Events Calendar

Craig Lecture: Claudia Benthien (Hamburg)
Wednesday, March 27, 2019, 04:30pm - 06:00pm

Public Poetry: Encountering the Lyric in Urban Space

Claudia Benthien, Spring 2019 Distinguished Visiting Craig Professor

Wednesday, March 27, 2019, 04:30 PM – 06:00 PM

Academic Building, West Wing, room 4052

This talk will explore the presence of the poetic word in contemporary urban settings, appearing in many diverse forms: From ‘Poetry in Motion’ in the New York metro to enormous fluorescent light projections of poems on the exterior of buildings in Basel or Zurich by visual artist Jenny Holzer. From poems permanently written on walls – the much-discussed concrete poem “Avenida” by Eugen Gomringer at the facade of a Berlin college of education – to the technically enhanced spoken word, audible from far away at gigantic poetry slam events in Hamburg or declaimed on public squares through a megaphone in Delhi and by poet Ulrike Almut Sandig.

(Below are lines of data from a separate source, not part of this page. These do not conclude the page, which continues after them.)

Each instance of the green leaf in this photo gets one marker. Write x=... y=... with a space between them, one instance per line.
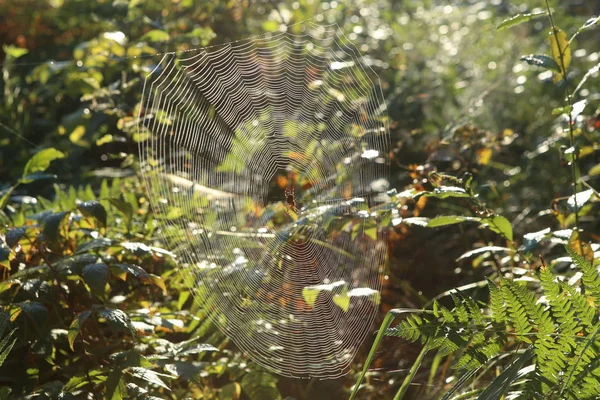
x=40 y=162
x=492 y=249
x=155 y=35
x=6 y=346
x=502 y=382
x=35 y=312
x=519 y=19
x=95 y=244
x=76 y=325
x=96 y=276
x=134 y=270
x=444 y=192
x=52 y=226
x=310 y=295
x=580 y=198
x=116 y=389
x=500 y=225
x=449 y=220
x=158 y=281
x=118 y=320
x=14 y=51
x=342 y=300
x=587 y=75
x=260 y=385
x=561 y=52
x=149 y=376
x=94 y=209
x=587 y=25
x=540 y=60
x=124 y=207
x=6 y=196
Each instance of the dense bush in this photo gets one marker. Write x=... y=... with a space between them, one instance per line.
x=493 y=228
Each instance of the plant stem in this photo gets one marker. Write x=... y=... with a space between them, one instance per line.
x=574 y=161
x=411 y=374
x=389 y=317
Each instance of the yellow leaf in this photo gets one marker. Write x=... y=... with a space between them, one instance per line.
x=561 y=52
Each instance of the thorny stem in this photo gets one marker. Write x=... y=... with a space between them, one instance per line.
x=574 y=161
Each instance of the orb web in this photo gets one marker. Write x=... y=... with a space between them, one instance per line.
x=265 y=160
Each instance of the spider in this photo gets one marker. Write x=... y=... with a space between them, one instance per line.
x=290 y=198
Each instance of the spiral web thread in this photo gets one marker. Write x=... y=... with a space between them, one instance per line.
x=265 y=159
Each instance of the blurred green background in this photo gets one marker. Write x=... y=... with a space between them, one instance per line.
x=459 y=101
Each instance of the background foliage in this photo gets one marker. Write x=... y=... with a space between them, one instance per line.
x=486 y=156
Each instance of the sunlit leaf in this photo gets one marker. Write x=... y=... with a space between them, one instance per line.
x=540 y=60
x=53 y=224
x=580 y=199
x=449 y=220
x=149 y=376
x=342 y=300
x=116 y=389
x=499 y=224
x=40 y=162
x=96 y=276
x=14 y=51
x=481 y=250
x=94 y=209
x=118 y=320
x=561 y=52
x=158 y=281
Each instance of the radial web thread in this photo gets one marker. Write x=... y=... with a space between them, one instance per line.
x=264 y=160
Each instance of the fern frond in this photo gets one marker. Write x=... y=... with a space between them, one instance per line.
x=590 y=278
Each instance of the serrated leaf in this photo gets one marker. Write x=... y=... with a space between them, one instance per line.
x=96 y=276
x=95 y=244
x=519 y=19
x=444 y=192
x=35 y=312
x=540 y=60
x=499 y=224
x=498 y=387
x=6 y=346
x=561 y=52
x=94 y=209
x=158 y=281
x=116 y=389
x=118 y=320
x=76 y=325
x=149 y=376
x=449 y=220
x=13 y=236
x=52 y=225
x=40 y=162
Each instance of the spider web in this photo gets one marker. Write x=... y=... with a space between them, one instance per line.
x=265 y=165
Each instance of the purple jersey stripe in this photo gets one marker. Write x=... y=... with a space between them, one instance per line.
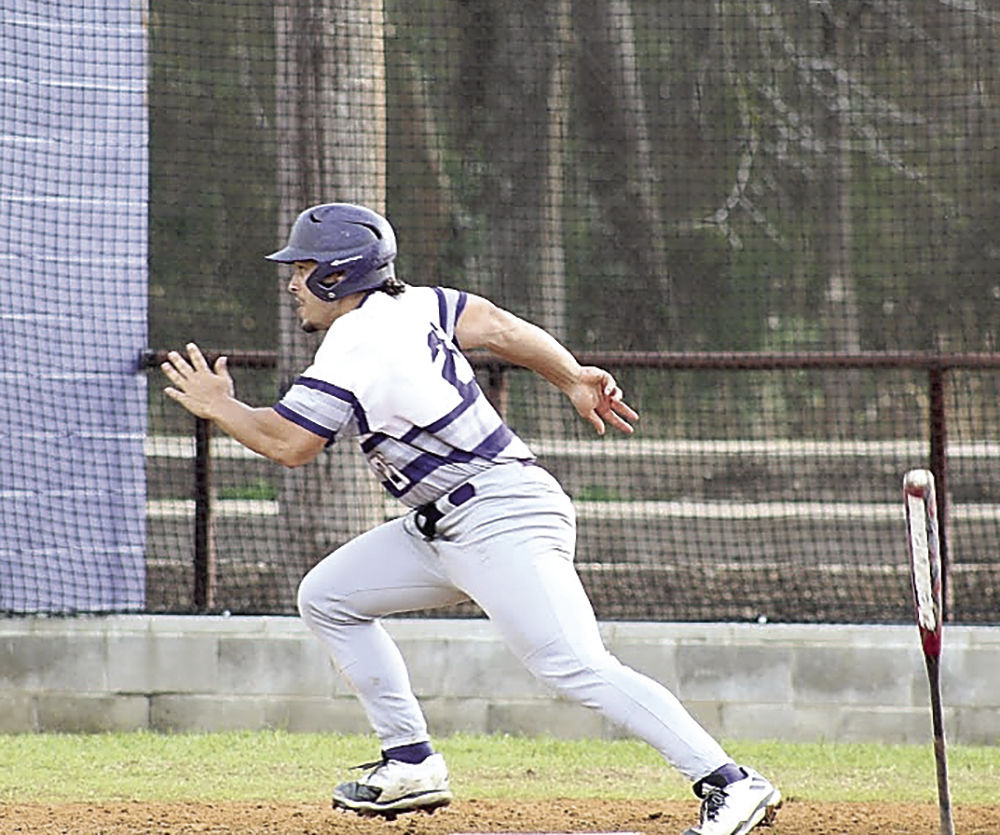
x=496 y=443
x=372 y=441
x=442 y=310
x=304 y=422
x=463 y=297
x=341 y=394
x=470 y=396
x=423 y=465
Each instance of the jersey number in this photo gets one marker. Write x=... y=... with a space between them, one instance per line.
x=442 y=345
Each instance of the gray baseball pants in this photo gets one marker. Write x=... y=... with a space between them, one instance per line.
x=510 y=549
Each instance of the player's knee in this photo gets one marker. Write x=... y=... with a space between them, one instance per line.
x=312 y=600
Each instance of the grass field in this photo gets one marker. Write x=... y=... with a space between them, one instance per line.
x=284 y=767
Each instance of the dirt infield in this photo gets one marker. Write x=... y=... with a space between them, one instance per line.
x=478 y=816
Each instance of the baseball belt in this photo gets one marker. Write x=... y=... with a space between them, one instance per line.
x=430 y=513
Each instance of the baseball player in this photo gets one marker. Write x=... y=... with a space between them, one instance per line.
x=487 y=523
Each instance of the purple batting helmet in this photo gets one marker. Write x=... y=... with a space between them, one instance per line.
x=341 y=238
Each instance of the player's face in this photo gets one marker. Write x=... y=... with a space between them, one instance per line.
x=314 y=313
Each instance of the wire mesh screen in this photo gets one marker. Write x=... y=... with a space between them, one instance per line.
x=700 y=178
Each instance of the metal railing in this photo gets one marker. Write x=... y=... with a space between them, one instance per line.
x=935 y=365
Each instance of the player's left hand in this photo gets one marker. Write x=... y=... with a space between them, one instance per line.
x=598 y=399
x=197 y=387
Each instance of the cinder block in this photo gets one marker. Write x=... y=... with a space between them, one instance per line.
x=747 y=720
x=656 y=659
x=734 y=673
x=199 y=713
x=468 y=668
x=17 y=713
x=708 y=714
x=972 y=725
x=853 y=676
x=545 y=718
x=970 y=678
x=56 y=660
x=90 y=713
x=891 y=726
x=316 y=715
x=456 y=715
x=278 y=666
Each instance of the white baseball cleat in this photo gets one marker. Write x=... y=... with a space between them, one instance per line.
x=394 y=787
x=738 y=807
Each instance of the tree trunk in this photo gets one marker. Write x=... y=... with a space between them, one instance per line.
x=615 y=112
x=841 y=319
x=332 y=130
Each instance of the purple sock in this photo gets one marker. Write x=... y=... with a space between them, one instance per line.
x=414 y=754
x=720 y=778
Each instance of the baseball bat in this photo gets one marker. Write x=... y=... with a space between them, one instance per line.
x=925 y=574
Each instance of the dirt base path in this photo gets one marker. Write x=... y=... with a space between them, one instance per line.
x=474 y=816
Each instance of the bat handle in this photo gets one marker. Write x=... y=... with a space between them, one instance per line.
x=940 y=754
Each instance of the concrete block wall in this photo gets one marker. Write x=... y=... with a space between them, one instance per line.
x=742 y=681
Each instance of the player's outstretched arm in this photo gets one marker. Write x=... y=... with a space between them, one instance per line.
x=208 y=392
x=593 y=391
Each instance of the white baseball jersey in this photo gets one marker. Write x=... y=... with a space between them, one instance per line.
x=391 y=374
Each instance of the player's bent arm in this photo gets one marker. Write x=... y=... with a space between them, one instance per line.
x=209 y=393
x=266 y=432
x=484 y=325
x=593 y=391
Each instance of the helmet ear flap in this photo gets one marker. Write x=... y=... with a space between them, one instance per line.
x=345 y=239
x=323 y=280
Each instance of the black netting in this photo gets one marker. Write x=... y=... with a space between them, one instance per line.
x=714 y=200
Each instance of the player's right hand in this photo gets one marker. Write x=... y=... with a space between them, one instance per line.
x=198 y=388
x=598 y=400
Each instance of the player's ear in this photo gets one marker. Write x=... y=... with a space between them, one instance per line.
x=331 y=280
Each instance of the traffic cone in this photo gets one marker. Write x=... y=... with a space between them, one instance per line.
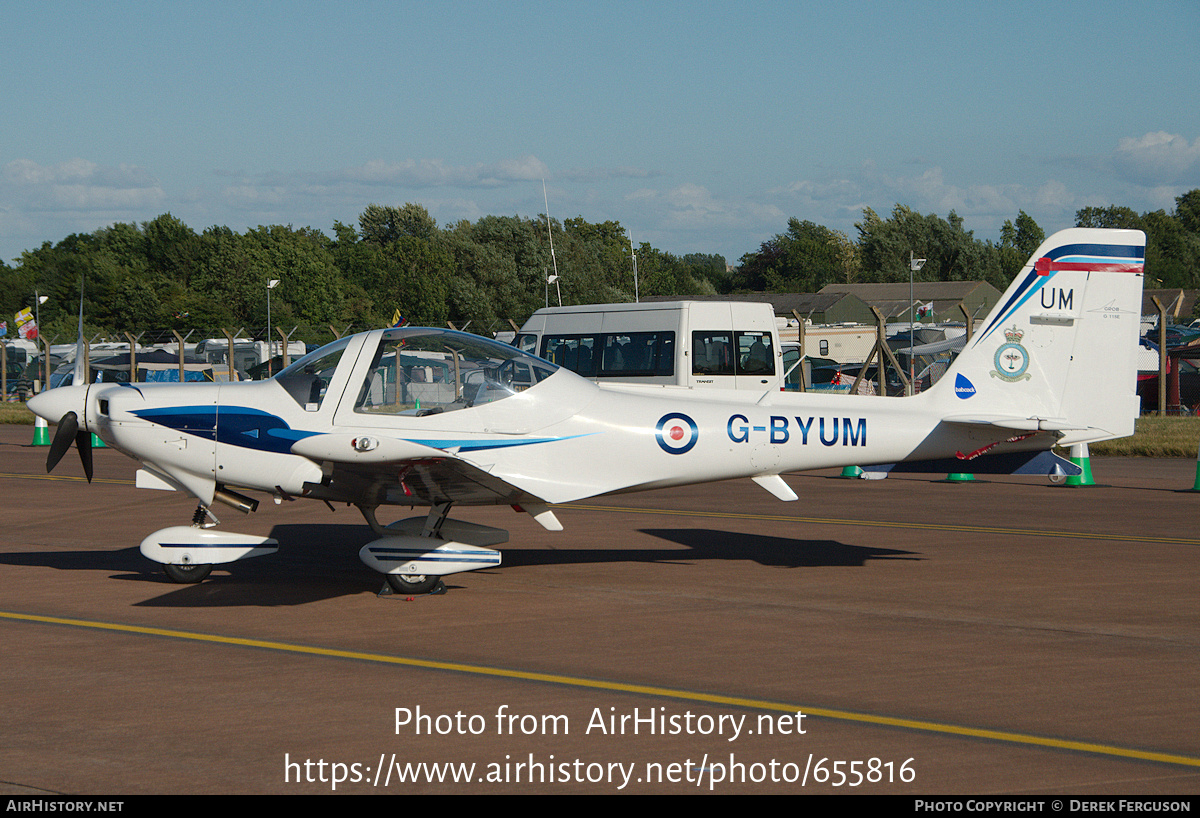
x=1080 y=457
x=1195 y=486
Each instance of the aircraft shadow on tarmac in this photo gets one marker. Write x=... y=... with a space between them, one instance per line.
x=321 y=561
x=703 y=545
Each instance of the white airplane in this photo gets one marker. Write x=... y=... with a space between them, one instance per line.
x=435 y=417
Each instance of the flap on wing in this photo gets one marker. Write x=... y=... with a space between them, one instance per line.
x=365 y=449
x=1025 y=463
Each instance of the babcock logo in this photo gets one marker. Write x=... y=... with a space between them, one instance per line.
x=677 y=433
x=963 y=388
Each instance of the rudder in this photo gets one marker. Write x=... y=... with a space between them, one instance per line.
x=1061 y=344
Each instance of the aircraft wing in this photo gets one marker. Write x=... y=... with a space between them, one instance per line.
x=376 y=470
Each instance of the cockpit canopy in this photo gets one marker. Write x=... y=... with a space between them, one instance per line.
x=420 y=371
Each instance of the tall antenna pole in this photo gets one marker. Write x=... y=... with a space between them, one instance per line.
x=633 y=254
x=549 y=232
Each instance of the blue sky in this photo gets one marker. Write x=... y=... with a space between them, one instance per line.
x=699 y=126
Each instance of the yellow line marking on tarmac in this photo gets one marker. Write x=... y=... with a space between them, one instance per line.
x=616 y=686
x=786 y=518
x=882 y=523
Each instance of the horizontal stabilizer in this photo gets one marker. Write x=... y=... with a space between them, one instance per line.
x=777 y=486
x=1036 y=463
x=1018 y=423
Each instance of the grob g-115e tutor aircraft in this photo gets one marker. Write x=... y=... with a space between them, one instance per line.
x=435 y=417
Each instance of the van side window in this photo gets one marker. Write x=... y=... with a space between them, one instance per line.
x=571 y=352
x=712 y=353
x=755 y=355
x=725 y=353
x=612 y=354
x=637 y=354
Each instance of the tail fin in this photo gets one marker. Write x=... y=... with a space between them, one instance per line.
x=1059 y=352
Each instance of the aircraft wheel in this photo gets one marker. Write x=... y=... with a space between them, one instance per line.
x=412 y=583
x=187 y=573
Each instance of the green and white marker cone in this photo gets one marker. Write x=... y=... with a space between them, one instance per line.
x=1080 y=457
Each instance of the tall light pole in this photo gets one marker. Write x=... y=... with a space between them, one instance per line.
x=270 y=342
x=39 y=300
x=915 y=264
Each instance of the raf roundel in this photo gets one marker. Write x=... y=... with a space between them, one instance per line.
x=677 y=433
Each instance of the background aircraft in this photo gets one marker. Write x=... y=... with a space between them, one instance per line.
x=433 y=417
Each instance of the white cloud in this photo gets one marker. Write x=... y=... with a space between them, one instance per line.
x=1158 y=158
x=77 y=185
x=435 y=173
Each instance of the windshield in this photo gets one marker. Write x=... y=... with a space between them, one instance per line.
x=425 y=372
x=307 y=379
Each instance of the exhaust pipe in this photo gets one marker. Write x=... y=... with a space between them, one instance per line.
x=234 y=500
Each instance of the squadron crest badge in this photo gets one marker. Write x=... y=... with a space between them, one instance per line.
x=1012 y=359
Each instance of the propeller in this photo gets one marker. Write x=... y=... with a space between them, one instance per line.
x=69 y=427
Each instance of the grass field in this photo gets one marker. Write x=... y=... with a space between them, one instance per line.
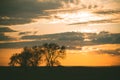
x=60 y=73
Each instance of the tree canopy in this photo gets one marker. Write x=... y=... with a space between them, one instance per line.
x=48 y=53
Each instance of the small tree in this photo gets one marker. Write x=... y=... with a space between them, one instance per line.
x=51 y=53
x=28 y=57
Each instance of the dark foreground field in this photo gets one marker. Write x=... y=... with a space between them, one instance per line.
x=60 y=73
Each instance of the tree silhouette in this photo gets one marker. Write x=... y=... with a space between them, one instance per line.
x=53 y=53
x=47 y=53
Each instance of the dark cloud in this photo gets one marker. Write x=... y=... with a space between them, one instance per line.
x=6 y=29
x=113 y=52
x=108 y=12
x=97 y=21
x=14 y=12
x=23 y=11
x=24 y=33
x=3 y=37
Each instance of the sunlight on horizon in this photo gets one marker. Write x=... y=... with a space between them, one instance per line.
x=85 y=57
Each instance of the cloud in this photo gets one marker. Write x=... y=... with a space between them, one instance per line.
x=3 y=37
x=13 y=12
x=108 y=12
x=24 y=33
x=23 y=11
x=6 y=29
x=97 y=21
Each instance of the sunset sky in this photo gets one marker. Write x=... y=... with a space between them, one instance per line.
x=20 y=18
x=54 y=16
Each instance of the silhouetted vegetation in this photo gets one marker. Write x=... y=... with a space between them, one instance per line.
x=48 y=53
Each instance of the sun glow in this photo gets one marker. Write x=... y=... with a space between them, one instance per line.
x=74 y=17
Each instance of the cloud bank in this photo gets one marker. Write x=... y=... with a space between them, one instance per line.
x=15 y=12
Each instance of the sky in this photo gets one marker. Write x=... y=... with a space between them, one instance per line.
x=38 y=17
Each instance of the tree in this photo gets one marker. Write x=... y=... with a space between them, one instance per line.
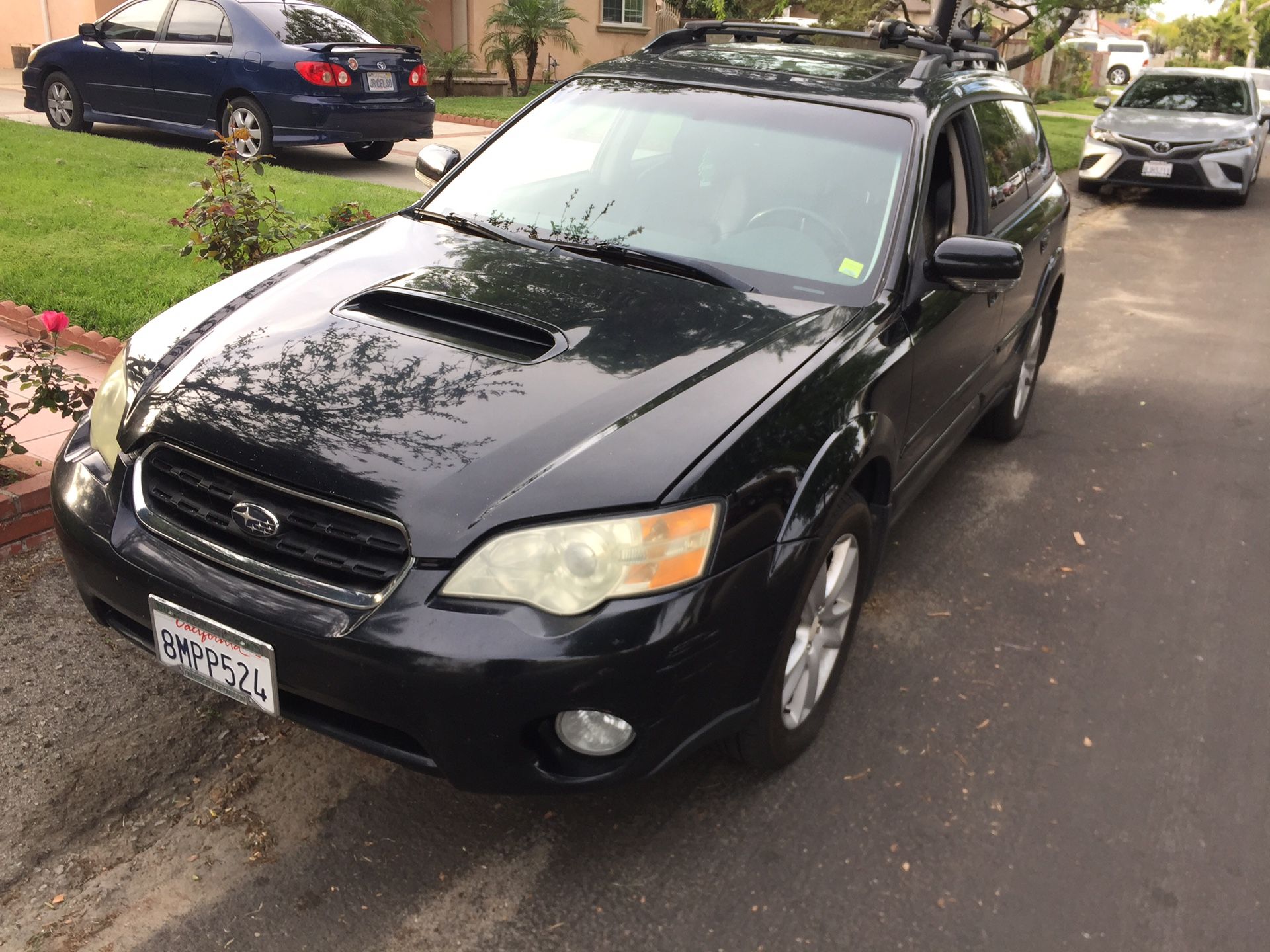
x=1047 y=22
x=501 y=51
x=1194 y=36
x=447 y=63
x=388 y=20
x=531 y=24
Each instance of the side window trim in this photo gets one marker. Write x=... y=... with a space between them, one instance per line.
x=165 y=26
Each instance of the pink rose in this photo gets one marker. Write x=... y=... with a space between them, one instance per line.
x=55 y=321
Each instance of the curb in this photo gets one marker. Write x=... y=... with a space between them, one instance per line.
x=469 y=121
x=22 y=319
x=26 y=510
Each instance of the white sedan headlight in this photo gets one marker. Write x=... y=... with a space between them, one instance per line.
x=1228 y=145
x=110 y=405
x=571 y=568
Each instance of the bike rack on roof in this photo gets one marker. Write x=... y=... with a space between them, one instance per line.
x=888 y=34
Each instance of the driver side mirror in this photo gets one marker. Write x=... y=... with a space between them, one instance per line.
x=433 y=161
x=978 y=266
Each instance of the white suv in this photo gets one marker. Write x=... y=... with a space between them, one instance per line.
x=1126 y=58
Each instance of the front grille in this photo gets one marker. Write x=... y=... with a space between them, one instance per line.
x=1130 y=172
x=320 y=549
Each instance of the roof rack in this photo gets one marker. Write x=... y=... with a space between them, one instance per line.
x=888 y=34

On the one hand, Claudia Benthien’s talk will propose that it is the unexpected literariness of poetic language in the public realm that lets the words appear as ‘lyric.’ Poetic language is perceived as such if it is ostentatious, creates deviations and an awareness of its materiality: an ‘aesthetic surplus’ that exceeds the communicative function which dominates the public sphere. On the other hand, her talk will inquire the ‘in-between-ness’ of poetry encountered in urban space: shifting between the oral and the written mode, between communicative message and aesthetic experience, but also between private and public. How does a subject or a collective experience the ‘sudden presence’ of the lyric in the city space and how are they related? Recent debates on the ‘politics’ of urban space will be taken into account here, for instance the effects of privatization, commercialization, video surveillance, and the growing presence of security services and police forces. This sociological critique goes along with approaches from performance studies, which focus on non-structured audiences and unexpected ‘ways of assembling’ that may enable new forms of collectivity and political participation.